In order to investigate the predictive factors related to clinical efficacy and radiographic progression at 24 weeks by looking at the serum levels of tumor necrosis factor (TNF)-α and interleukin (IL)-6 including baseline characteristics in patients with rheumatoid arthritis (RA) treated with golimumab, serum concentrations of TNF-α and IL-6 were analyzed every 4 weeks up to 24 weeks in 47 patients treated with golimumab. Baseline levels of the Disease Activity Score 28 C-reactive protein (DAS28-CRP) and Simplified Disease Activity Index (SDAI) scores were also assessed. Radiographic progression using the van der Heijde-modified Sharp (vdH-S) score was assessed in 29 patients.

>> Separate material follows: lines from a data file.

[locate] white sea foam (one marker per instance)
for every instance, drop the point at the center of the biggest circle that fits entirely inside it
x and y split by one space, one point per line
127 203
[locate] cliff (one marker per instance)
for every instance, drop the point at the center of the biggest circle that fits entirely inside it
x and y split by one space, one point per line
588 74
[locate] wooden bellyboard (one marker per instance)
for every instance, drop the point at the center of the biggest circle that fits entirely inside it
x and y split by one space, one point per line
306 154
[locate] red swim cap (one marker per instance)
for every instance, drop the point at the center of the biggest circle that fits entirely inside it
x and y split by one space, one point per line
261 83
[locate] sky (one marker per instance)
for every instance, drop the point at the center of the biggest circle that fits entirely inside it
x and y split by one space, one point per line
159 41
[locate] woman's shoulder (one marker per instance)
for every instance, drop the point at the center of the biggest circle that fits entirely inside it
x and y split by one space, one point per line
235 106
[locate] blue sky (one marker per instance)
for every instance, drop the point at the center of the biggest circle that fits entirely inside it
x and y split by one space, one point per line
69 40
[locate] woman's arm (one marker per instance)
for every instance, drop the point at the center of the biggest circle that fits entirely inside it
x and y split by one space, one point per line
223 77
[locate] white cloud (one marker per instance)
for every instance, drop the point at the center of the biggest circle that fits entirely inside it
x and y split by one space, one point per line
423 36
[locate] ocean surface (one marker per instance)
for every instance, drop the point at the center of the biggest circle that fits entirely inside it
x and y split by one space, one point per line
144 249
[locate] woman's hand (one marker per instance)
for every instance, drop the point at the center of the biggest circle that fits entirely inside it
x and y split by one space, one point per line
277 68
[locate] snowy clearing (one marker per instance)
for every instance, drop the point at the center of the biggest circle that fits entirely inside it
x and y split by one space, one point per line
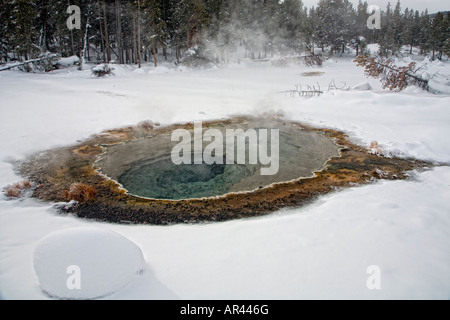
320 251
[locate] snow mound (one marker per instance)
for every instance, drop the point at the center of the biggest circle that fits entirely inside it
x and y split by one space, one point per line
439 87
363 86
85 263
70 61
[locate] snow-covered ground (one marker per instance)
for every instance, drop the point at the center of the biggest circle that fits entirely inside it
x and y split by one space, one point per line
319 251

Multiple regression analyses related to the DAS28-CRP score and delta total sharp score at 24 weeks was undertaken using the baseline characteristics of patients and serum concentrations of matrix metallo-proteinase (MMP)-3, TNF-α, and IL−6. The DAS28-CRP score and SDAI decreased significantly at 4 weeks up to 24 weeks compared with baseline. Serum levels of TNF-α were not changed significantly up to 24 weeks compared with baseline, but those of IL-6 decreased significantly at 4 weeks up to 8 weeks. Multiple regression analyses showed that disease duration and serum levels of MMP-3 were related significantly to the DAS28-CRP score at 24 weeks. Radiographic progression was related significantly to disease duration with regard to joint space narrowing and bone erosion. However, serum levels of TNF-α and IL-6 were not correlated significantly with the DAS28-CRP score and radiographic progression. These data suggest that decreasing serum levels of IL-6 significantly, MMP-3, and disease duration are predictive factors for RA activity in patients taking golimumab.